Chapter 23 Brother’s Fury
Chapter twenty-three
Brother's Fury
Lena
Miguel's face when he saw my wrecked state told me everything.
I'm standing in my Mobile Mercy Unit, my scrubs wrinkled like I've been through a medical emergency—or gotten finger-fucked on my own exam table, but who's keeping track?
My hair's escaped its ponytail in that specific way that screams "sexual activity" rather than "saving lives," and I'm alone.
Completely alone. Zane slipped out the back door minutes ago, but his presence lingers like a fever I can't shake.
"You're fucking an Iron Talon," Miguel says, not a question. A diagnosis. Terminal.
"It's not like that," I lie, my voice steady despite my pulse running tachycardic enough to require medical intervention.
"You're marked, disheveled, and smell like sex," he lists, like presenting symptoms. "Your lips are swollen, there's a hickey forming on your neck that you haven't even noticed yet, and—" he pauses, his jaw clenching, "—his bike is still warm outside."
My left ovary composes a funeral march while my right brain calculates exit strategies. None of them end well. All of them end with either Zane dead, Miguel devastated, or me alone. Possibly all three.
"Miguel—"
"Him or family." His voice is quiet now, which is worse than yelling. Miguel quiet is Miguel lethal. "That's your choice. Right here, right now."
"That's not fair," I protest, even though fair is a concept that died with our parents, with his wife, with every person I couldn't save.
"Life isn't fair," he says, and there's so much history in those three words. "We both learned that young. Choose, Lena. Him or us. The enemy or your family."
I think about Zane, currently breathing as quietly as possible six feet away, probably planning seventeen different ways to kill Miguel if this goes south. I think about the texts, the way he watches me work, the way he makes me feel like my disasters are features, not bugs.
I think about Miguel, who raised me after our parents died, who taught me to be strong, who built a family from broken people and blood oaths.
"It's already over," I lie, the words tasting like antiseptic and ash. "Whatever you think happened, it's done. Finished."
Miguel studies me with those eyes that have seen too much, know too much. For a moment, I think he's going to call my bluff, going to search the van, going to find Zane and paint my medical sanctuary with violence.
But then his shoulders drop, just slightly. "Good. Because if I find out you lied to me, hermana, if I find out you chose him..." He doesn't finish the threat. He doesn't need to.
"I know," I say quietly. "I know what I'd lose."
He pulls me into a hug, and I smell leather and motor oil and home. "You're all I have left," he murmurs against my hair. "I can't lose you to them. Not to them."
"You won't," I promise, another lie to add to my collection. I'm becoming quite the curator of deceptions.
He leaves, finally, his bike roaring to life like a warning. I wait until the sound fades completely, then wait another full minute, counting heartbeats like rosary beads.
My phone buzzes.
Zane: He's gone. You can stop holding your breath.
Of course he's still nearby. Of course he's watching. That should terrify me more than it thrills me.
You should be halfway to safety by now
Zane : I don't do safe. Thought you'd figured that out
He appears in the back door like a fever dream with better cheekbones, slipping inside with that fluid grace of someone used to moving through shadows.
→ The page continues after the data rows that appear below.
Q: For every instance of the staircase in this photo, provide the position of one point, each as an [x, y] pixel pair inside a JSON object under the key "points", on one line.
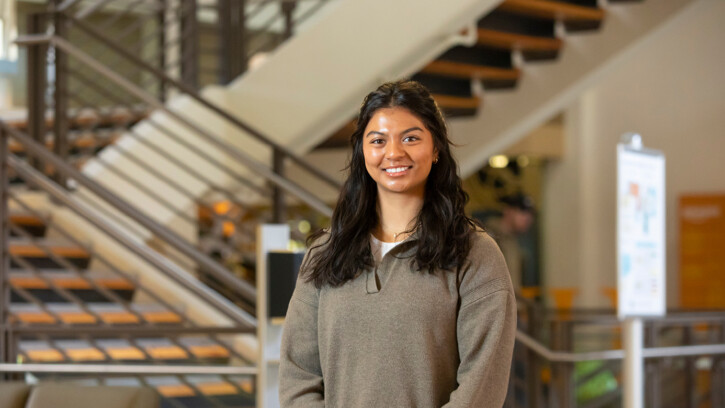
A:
{"points": [[65, 312]]}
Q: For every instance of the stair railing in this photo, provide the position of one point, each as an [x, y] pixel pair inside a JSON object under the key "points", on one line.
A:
{"points": [[551, 347], [280, 183], [13, 330], [183, 278], [73, 23]]}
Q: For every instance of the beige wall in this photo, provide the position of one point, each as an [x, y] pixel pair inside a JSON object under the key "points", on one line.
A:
{"points": [[673, 93]]}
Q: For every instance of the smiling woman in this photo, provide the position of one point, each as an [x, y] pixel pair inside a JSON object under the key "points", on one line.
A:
{"points": [[404, 301]]}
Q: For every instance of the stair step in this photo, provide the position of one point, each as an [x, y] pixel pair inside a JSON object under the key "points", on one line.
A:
{"points": [[85, 119], [553, 10], [32, 224], [449, 102], [109, 314], [236, 391], [76, 144], [37, 256], [463, 70], [123, 350], [82, 287], [515, 41]]}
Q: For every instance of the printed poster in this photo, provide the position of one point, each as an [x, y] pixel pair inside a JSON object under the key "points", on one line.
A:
{"points": [[640, 232]]}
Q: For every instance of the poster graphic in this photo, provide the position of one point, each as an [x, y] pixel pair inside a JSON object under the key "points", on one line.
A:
{"points": [[640, 232]]}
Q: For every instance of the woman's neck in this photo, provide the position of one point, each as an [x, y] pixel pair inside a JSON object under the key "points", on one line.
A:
{"points": [[397, 215]]}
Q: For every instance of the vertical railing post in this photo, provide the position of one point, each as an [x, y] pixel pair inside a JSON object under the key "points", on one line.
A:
{"points": [[278, 205], [232, 39], [288, 8], [60, 96], [36, 85], [161, 21], [189, 44], [652, 367], [4, 246]]}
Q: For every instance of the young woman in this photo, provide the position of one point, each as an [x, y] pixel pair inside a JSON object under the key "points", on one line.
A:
{"points": [[403, 302]]}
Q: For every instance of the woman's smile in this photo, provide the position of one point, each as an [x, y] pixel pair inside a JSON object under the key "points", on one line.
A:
{"points": [[397, 171]]}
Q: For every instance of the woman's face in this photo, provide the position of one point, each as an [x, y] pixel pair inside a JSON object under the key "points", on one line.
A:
{"points": [[399, 151]]}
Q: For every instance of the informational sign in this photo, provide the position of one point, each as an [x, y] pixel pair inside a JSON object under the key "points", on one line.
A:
{"points": [[640, 231]]}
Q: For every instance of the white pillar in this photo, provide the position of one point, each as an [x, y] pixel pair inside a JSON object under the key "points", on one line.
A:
{"points": [[633, 366], [270, 237]]}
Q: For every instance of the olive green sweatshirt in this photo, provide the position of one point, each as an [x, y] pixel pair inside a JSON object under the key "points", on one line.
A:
{"points": [[396, 337]]}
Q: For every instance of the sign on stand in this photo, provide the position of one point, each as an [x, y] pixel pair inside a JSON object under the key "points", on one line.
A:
{"points": [[640, 230], [640, 252]]}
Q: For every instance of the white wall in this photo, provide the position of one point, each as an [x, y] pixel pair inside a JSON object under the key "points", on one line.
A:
{"points": [[673, 93]]}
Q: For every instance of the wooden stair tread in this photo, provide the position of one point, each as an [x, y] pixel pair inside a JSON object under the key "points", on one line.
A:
{"points": [[85, 119], [209, 388], [167, 352], [70, 282], [78, 143], [30, 250], [82, 317], [552, 10], [26, 219], [514, 41], [457, 102], [463, 70]]}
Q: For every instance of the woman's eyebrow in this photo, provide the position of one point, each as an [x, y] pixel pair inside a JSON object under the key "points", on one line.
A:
{"points": [[410, 130]]}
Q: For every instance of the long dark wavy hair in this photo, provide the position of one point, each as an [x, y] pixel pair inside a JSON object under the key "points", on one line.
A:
{"points": [[443, 229]]}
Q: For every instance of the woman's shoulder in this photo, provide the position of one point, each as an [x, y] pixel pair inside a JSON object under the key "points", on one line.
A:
{"points": [[318, 240], [485, 264]]}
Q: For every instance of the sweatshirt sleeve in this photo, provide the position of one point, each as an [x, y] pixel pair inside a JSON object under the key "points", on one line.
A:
{"points": [[300, 374], [486, 329]]}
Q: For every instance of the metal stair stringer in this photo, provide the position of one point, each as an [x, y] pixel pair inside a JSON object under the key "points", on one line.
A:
{"points": [[546, 89]]}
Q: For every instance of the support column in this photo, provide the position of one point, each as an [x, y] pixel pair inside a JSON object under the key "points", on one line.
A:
{"points": [[633, 363]]}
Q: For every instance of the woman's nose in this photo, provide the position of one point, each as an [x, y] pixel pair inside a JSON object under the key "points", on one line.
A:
{"points": [[394, 149]]}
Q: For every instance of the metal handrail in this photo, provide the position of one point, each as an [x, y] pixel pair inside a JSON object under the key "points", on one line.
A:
{"points": [[195, 95], [171, 270], [262, 170], [618, 354], [127, 369]]}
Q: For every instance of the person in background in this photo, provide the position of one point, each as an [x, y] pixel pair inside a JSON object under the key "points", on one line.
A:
{"points": [[403, 302], [516, 219]]}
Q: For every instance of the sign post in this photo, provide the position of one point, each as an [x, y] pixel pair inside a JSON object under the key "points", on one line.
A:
{"points": [[640, 252]]}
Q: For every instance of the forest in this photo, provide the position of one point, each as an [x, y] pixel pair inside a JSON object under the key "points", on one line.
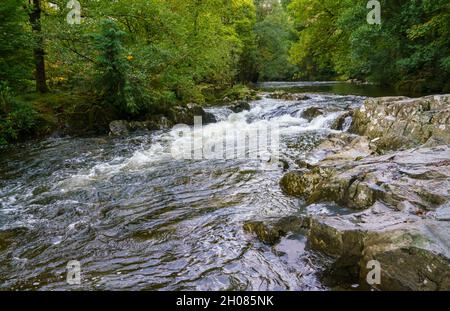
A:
{"points": [[104, 60]]}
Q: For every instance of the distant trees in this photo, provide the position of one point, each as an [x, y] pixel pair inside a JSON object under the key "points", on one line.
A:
{"points": [[410, 49]]}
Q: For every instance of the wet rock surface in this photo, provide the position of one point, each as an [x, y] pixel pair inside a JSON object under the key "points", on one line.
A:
{"points": [[400, 122], [395, 176]]}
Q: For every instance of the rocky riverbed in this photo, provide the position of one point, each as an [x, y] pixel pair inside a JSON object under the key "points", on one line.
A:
{"points": [[391, 171]]}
"You lied for me," he says, not touching me, just studying my face like he's trying to read my vital signs.
"I lied for us," I correct, then laugh because there shouldn't be an 'us.' There can't be an 'us.' "God, I'm an idiot."
"No," he says, stepping closer. "You're protective. There's a difference."
"I just betrayed my brother. My family. Everything I—"
He kisses me, soft this time, nothing like the desperate claiming from before. It's worse, somehow. Tender is so much more dangerous than violent.
"You didn't betray anyone," he says against my lips. "You chose happiness over history. That's not betrayal. That's evolution."
"That's a pretty way to justify destruction," I tell him, but I'm not pulling away.
"We're both pretty destructive," he agrees. "Might as well be it together."
My phone buzzes. I look at it, then at him, then make a decision that's either brilliant or suicidal. Possibly both.
"My apartment. Midnight," I tell him, my voice steady despite my internal organs staging a full revolt. "Bring condoms and that attitude."
His smile is dark and full of promise. "What attitude?"
"The one that makes me forget I'm supposed to be smart."
"Angel, you're brilliant," he says, backing toward the door. "Smart has nothing to do with what we are."
"And what are we?"
"Inevitable," he says, and disappears into the night like a promise I shouldn't want to keep.
I stand in my van, surrounded by medical supplies and the ghost of good decisions, and text him my address. Because apparently, I've decided that if I'm going to destroy my life, I might as well do it thoroughly.
My left ovary approves. My right brain has filed for conscientious objector status.
And somewhere in between, in that space where disaster meets desire, I'm already planning what underwear to wear for my own apocalypse.
Black lace, I decide. If you're going to burn, might as well look good in the ashes.